The General Data Protection Regulation (GDPR) is fast approaching but with significant resource investment required, many organisations are struggling to meet the May 2018 deadline. According to Google executives, moving data to the cloud will help take some of the pain out of upgrading security practices and data protection standards in line with the regulations.
GDPR is the biggest change to data protection regulations in two decades, and is a major challenge for many businesses. A survey from analyst firm Gartner released yesterday showed that around half of those affected by the legislation - whether in the EU or outside - will not be in full compliance when the regulations take effect.
At Google's Cloud Next event in London on Wednesday, the cloud provider announced that its portfolio of Cloud Platform and G Suite products will be fully compliant with the incoming regulations, with data protection capabilities 'built-in' to its services.
"Our security capabilities really help you with your compliance obligations," Brian Stevens, vice president of Cloud Platforms at Google Cloud, told the 4,500 attendees. "In the US we were just selected to go through the accelerator process for FedRamp, we have been offering model contract clauses in Europe for a long period of time and the underlying work we have been doing will set us up for getting ready to commit to GDPR when it roles out in May of next year."
The announcement follows similar moves by the other 'top three' cloud providers - Amazon Web Services and Microsoft Azure - which have also committed to GDPR compliance in order to support customers operating in the EU.
Google has already launched a number of services aimed at helping improve data protection and security practices, such as its Data Loss Protection API, which redacts sensitive information stored in its G Suite products, and Google Vault for data archiving in Google Drive.
According to Bill Hippenmeyer, head of Cloud Customer Engineering for EMEA, moving data to the cloud can help ease the burden faced by senior IT leaders, many of whom see GDPR as their top priority.
He told Computerworld UK: "We talk a lot with the legal teams and chief information security officers of European companies and I think everybody has concerns over a couple of things. [For example] 'can we even comply with the standards we have and if we do, what is the level of effort and resource investment to do that compliance?'"
"That is where they see an advantage in going cloud, they can offload that responsibility and reutilise those critical skills to be focused on other aspects of securing their infrastructure.
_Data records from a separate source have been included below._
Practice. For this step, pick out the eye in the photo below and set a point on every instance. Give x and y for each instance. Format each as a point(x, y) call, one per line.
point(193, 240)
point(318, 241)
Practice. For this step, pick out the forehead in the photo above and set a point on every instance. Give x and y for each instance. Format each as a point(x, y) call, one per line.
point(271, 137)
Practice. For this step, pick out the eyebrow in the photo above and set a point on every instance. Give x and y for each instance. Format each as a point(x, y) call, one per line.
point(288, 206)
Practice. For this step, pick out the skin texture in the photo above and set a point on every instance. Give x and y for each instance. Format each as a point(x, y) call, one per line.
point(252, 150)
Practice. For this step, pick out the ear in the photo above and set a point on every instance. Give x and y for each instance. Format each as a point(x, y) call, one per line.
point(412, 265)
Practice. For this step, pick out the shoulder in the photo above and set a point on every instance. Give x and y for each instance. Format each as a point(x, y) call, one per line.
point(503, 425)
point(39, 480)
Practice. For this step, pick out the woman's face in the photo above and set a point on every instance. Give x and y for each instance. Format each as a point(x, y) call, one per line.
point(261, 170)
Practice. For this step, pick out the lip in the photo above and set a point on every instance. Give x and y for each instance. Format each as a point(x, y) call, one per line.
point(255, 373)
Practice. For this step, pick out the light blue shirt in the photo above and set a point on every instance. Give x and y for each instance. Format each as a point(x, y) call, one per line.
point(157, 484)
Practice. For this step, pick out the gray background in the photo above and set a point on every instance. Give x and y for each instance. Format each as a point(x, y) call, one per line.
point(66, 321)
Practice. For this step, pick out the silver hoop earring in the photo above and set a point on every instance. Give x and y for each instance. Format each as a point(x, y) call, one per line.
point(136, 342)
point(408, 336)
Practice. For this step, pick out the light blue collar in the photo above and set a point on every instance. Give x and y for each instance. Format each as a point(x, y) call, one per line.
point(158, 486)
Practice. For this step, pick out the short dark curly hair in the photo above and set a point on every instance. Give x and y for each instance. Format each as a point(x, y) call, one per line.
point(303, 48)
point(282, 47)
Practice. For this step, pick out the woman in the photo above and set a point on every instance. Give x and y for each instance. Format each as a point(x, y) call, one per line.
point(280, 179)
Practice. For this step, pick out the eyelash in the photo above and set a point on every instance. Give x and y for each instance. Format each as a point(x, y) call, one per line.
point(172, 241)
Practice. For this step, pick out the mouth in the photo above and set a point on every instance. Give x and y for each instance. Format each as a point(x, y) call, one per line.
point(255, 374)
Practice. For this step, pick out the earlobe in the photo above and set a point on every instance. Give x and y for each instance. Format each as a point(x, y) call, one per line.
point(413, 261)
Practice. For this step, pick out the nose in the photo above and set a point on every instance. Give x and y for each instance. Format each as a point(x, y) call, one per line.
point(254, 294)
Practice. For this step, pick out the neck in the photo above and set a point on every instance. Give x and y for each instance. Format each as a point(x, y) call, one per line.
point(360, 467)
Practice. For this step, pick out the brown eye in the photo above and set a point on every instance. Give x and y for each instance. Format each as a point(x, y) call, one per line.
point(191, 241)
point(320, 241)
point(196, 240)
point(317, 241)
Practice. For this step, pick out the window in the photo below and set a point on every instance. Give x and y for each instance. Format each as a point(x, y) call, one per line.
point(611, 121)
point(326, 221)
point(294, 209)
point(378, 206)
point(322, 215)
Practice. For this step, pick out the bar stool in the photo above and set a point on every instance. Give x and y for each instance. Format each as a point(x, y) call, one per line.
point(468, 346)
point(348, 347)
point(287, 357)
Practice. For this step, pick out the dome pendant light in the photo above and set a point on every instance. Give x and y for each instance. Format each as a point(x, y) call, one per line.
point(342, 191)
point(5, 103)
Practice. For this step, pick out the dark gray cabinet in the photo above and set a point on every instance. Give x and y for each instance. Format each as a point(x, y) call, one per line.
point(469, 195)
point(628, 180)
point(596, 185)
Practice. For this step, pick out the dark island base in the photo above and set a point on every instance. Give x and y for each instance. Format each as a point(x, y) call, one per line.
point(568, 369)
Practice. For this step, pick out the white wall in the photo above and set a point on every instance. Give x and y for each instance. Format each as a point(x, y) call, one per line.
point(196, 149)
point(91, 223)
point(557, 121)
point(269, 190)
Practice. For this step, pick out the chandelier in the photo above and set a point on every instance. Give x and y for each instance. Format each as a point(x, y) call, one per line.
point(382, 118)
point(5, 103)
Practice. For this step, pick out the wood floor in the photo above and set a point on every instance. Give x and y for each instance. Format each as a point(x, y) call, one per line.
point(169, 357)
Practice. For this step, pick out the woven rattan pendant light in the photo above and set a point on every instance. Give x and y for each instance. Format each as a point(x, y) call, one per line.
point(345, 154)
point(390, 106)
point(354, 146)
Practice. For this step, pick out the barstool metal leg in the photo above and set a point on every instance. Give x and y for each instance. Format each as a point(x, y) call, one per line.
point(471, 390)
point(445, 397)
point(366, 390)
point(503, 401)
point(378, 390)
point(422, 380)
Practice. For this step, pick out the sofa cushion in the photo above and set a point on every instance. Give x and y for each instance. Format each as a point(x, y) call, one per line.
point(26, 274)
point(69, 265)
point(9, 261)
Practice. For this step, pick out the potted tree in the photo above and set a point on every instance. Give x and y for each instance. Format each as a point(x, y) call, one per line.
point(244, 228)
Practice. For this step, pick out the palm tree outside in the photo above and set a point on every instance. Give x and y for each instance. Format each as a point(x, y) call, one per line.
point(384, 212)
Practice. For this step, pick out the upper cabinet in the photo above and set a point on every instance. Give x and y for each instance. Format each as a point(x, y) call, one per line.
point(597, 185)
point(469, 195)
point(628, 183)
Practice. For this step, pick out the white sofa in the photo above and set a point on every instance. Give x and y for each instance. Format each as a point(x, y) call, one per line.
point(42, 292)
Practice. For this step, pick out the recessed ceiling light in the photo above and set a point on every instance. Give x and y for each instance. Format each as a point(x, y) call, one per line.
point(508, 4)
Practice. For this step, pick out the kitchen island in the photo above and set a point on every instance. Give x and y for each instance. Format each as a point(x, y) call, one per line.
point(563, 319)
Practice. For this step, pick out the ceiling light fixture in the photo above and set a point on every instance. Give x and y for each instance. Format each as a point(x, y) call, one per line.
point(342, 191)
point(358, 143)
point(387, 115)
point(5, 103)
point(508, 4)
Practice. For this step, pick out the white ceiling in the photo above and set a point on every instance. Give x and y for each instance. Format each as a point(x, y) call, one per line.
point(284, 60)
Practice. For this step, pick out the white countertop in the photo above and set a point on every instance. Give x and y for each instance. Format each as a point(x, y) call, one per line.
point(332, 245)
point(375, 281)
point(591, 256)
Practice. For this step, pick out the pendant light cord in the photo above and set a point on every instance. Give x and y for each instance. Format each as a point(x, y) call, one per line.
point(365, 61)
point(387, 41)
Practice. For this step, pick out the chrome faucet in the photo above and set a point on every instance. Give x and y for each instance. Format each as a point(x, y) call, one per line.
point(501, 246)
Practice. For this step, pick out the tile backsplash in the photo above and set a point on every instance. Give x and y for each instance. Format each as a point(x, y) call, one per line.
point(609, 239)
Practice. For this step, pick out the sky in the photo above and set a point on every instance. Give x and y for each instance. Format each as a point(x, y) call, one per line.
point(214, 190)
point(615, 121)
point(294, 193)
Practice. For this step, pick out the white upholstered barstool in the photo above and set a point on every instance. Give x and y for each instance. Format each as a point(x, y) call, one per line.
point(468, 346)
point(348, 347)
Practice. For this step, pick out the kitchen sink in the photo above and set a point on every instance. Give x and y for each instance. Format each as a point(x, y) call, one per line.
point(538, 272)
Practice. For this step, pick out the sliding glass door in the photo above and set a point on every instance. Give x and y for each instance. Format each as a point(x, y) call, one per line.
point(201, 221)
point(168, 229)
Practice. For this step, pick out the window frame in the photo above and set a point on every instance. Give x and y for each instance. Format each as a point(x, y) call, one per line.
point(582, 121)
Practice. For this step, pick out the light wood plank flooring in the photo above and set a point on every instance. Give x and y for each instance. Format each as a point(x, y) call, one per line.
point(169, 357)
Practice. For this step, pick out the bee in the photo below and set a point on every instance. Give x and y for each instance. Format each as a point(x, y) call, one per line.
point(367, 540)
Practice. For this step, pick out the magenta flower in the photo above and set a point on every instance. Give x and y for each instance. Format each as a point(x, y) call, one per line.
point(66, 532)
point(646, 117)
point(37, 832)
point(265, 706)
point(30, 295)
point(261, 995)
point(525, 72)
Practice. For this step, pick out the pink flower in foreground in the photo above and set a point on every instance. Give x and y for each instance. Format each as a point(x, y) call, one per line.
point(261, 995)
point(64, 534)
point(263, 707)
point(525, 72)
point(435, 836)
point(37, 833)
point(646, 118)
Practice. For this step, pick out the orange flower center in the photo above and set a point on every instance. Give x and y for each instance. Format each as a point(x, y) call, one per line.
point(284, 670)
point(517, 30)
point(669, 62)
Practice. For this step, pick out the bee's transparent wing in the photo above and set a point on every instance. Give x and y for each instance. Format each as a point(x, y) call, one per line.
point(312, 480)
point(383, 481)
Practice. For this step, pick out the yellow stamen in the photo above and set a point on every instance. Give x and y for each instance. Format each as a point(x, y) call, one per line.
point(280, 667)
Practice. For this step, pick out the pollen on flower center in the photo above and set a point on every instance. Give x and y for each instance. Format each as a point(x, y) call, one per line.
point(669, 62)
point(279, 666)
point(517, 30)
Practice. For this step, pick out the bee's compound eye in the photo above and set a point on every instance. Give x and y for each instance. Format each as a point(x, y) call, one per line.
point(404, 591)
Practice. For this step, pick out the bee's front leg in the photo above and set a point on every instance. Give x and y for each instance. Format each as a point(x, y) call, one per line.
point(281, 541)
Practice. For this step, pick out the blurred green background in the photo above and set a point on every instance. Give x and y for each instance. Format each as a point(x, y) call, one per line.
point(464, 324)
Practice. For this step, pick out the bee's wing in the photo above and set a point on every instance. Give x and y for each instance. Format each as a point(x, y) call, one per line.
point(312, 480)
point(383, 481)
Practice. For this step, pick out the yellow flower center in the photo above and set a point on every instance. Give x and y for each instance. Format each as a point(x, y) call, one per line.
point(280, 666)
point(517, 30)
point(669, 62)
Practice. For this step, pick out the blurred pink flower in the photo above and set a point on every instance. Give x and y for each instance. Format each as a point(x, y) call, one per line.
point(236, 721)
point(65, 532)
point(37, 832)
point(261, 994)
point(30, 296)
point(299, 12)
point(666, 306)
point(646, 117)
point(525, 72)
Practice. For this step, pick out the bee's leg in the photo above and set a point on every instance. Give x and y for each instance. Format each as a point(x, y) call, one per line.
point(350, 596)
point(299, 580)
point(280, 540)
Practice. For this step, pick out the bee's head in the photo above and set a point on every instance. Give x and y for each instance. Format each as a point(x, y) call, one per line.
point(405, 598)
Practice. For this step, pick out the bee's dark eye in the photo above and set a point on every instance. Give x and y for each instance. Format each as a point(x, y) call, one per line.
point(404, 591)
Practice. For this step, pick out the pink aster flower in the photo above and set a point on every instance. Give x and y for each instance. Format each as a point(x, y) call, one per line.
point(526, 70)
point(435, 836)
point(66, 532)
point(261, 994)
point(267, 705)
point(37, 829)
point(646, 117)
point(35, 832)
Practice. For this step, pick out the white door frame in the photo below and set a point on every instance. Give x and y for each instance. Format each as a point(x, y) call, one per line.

So I think they see it as an accelerator.
"[European businesses] are worried about it - they believe that they can comply, they just worry about the level of effort required to do that compliance, and they are saying why can't we outsource that to the cloud providers that are specialising in building specific programmes for that and gaining and seeking the appropriate accreditations."
Sebastien Marrote, vice president EMEA Google Cloud, said that the cloud provider also has a global team of regulatory specialists that are working on compliance. He added that the attitudes to storing data in the cloud have changed over recent years, and European businesses are increasingly aware of the security advantages offered by large cloud providers.
"The conversation we had with customers a few years ago, they were really scared of moving to the cloud because they thought it was just not safe and that data was much safer on premise," he told Computerworld UK. "Now it is totally the other way around, one of the key drivers for these companies to move to the cloud is because they believe it is much safer to store their data in our infrastructure facility which is so highly secure, with all the investment we are doing."